Winterson's work is always beguiling, and here she proves that often, less is more, especially with a story that she emphasizes again and again has been told before. She wants to tell the story again, and this might be the best retelling of them all.
Atlas, a titan among the Titans, has been sentenced to hold the weight of the world on his immensely strong shoulders for pretty much the whole of time. (Time being relative and unimportant in the long view, we might as well say he must carry the world for all eternity.) He spends his time reflecting on past loves, past mistakes, and, of course, the weight. One day, though, a reprieve comes in an unlikely form: Herakles.
Winterson's Herakles is as un-Kevin Sorboish as one can imagine. He's a drunken, oversexed oaf with an Oedipal fixation on his beautiful stepmother, Hera. (He is also by far the funniest and most lively character in this novella.) He's getting close to the end of his Twelve famous Labors, and he needs Atlas's help. In return, Herakles will hold up the world for just one day.

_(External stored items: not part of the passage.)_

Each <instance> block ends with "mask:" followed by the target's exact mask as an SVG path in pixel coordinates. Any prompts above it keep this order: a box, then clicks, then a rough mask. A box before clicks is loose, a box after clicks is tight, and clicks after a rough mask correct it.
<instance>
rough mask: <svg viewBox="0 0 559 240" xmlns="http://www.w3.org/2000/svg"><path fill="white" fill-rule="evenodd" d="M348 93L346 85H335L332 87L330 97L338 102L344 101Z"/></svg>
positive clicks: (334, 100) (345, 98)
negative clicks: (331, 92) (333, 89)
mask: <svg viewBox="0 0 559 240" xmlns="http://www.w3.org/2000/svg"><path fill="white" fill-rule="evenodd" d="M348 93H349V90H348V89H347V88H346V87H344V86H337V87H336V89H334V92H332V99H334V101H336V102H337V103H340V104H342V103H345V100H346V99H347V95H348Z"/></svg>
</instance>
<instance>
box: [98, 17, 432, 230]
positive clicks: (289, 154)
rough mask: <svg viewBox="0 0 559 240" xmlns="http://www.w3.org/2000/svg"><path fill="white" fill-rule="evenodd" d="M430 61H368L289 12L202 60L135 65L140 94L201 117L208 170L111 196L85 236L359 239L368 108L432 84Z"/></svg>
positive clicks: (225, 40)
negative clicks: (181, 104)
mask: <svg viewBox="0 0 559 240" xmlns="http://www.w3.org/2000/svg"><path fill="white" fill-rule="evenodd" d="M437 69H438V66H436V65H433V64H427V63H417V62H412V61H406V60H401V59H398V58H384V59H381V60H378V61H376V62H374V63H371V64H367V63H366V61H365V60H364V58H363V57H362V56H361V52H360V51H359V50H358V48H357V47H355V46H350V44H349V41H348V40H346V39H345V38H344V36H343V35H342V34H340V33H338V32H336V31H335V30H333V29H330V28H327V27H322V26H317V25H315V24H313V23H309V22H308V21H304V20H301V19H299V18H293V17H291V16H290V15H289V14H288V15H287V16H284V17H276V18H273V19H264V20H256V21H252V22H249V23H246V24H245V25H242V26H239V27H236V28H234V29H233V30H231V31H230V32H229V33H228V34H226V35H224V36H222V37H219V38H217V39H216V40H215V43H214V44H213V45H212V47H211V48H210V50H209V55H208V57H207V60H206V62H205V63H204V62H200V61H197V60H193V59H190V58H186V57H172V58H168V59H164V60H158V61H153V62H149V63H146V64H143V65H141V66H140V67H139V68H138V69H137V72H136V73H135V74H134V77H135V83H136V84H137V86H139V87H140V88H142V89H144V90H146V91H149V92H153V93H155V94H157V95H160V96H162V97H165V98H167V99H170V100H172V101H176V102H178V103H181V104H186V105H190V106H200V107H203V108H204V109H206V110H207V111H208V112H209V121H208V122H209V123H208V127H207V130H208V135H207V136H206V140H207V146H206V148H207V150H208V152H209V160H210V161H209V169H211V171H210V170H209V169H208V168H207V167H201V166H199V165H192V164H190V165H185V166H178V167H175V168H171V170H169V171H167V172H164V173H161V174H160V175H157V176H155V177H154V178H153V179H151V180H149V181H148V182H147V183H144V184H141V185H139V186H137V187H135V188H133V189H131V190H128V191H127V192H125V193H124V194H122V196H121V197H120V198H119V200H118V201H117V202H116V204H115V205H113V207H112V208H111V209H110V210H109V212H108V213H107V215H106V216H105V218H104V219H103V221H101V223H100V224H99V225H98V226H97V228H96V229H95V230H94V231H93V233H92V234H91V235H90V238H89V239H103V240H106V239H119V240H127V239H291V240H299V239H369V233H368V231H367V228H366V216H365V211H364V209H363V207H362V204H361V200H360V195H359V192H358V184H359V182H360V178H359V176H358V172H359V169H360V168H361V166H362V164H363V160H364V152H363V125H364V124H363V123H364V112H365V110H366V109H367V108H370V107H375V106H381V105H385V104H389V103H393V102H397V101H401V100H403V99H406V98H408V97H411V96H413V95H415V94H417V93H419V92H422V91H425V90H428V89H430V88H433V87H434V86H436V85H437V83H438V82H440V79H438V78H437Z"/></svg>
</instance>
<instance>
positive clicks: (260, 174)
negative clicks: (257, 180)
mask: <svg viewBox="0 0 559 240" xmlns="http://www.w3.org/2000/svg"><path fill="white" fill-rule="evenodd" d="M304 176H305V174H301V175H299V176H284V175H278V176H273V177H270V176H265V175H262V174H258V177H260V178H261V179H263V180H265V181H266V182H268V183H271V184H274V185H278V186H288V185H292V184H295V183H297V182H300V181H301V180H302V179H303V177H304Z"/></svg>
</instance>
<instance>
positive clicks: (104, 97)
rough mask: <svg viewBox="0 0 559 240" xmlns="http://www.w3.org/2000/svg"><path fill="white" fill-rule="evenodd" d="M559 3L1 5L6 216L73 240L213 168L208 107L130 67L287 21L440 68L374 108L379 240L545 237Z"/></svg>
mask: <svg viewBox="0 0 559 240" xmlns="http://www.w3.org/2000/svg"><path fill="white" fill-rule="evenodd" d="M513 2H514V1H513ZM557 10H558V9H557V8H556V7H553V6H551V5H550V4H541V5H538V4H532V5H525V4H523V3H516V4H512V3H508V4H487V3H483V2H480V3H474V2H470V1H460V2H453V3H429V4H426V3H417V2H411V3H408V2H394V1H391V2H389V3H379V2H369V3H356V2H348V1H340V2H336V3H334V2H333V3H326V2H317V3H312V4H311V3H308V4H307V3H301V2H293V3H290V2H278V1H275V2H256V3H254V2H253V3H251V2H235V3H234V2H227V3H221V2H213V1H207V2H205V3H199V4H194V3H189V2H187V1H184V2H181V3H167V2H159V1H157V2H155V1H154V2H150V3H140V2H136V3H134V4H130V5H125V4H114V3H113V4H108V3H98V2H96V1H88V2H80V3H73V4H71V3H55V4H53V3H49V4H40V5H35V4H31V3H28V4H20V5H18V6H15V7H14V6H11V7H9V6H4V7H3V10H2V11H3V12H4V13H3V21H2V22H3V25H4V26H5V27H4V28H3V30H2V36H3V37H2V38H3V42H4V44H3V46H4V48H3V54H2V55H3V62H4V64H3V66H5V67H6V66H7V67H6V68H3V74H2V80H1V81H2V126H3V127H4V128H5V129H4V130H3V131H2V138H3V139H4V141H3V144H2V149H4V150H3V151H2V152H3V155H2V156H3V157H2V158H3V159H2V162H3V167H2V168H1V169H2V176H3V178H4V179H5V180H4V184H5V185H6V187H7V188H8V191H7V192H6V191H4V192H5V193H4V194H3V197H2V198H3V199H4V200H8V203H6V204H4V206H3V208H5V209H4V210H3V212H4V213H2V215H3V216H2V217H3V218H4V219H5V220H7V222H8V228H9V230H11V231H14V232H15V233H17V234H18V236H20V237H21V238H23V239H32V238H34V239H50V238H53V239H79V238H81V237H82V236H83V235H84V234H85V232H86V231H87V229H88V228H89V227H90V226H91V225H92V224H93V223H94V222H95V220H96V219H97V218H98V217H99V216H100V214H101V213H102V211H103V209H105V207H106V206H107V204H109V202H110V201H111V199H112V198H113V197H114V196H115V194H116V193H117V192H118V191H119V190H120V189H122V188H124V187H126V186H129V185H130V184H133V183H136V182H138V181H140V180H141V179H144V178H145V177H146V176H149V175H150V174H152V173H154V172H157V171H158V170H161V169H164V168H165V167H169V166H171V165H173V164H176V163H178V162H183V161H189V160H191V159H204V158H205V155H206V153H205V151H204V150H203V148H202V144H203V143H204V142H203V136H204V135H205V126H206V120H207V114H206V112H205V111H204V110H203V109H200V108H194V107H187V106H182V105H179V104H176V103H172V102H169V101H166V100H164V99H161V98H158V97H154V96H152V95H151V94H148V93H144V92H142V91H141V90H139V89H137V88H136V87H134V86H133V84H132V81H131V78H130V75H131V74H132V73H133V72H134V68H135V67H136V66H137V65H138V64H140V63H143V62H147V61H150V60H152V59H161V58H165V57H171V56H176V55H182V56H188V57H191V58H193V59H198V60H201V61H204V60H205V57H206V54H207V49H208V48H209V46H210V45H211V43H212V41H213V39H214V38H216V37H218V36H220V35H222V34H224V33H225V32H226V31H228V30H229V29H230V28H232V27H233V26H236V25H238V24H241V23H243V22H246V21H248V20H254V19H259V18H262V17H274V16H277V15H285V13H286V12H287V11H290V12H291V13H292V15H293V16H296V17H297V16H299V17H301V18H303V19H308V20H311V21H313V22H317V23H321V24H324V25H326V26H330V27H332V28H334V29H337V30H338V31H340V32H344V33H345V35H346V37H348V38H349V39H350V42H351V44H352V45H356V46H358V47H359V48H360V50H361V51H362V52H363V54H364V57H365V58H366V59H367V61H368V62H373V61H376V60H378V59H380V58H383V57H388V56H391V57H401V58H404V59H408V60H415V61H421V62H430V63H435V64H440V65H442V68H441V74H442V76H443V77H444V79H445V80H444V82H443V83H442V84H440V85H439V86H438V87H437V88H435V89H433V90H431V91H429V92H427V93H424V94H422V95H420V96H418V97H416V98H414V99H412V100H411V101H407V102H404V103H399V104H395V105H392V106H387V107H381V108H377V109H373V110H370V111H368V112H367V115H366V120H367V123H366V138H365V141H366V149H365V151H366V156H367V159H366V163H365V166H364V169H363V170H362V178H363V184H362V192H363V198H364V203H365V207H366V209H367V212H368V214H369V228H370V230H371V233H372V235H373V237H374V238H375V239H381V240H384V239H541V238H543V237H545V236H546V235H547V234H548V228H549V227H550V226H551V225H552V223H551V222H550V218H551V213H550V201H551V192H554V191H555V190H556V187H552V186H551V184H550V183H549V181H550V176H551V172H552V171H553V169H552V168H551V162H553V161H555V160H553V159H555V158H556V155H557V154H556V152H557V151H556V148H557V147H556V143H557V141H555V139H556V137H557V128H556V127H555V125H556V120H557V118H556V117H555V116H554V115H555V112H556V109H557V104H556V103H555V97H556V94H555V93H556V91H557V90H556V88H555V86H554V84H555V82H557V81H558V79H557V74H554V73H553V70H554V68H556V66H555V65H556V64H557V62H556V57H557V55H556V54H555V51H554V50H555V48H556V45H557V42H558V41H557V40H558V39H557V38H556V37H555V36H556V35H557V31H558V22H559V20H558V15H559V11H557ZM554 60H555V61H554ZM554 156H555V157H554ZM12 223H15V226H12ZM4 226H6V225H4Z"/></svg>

You probably know how the myth ends. After all, we don't talk about how Herakles shoulders the weight of all Creation, now do we? But then what happened, when Atlas took up his burden again?
Winterson does bring the story into the 20th century, although this is not precisely a "modern retelling" as the jacket description would have you believe. She brings an intriguing twist into the story that, as a devoted dog-person, had me smiling for about a week.
For any fan of Jeanette Winterson, classical lit, history, dog-lovers, and sufferers of Atlas-complexes, this book is a must-have.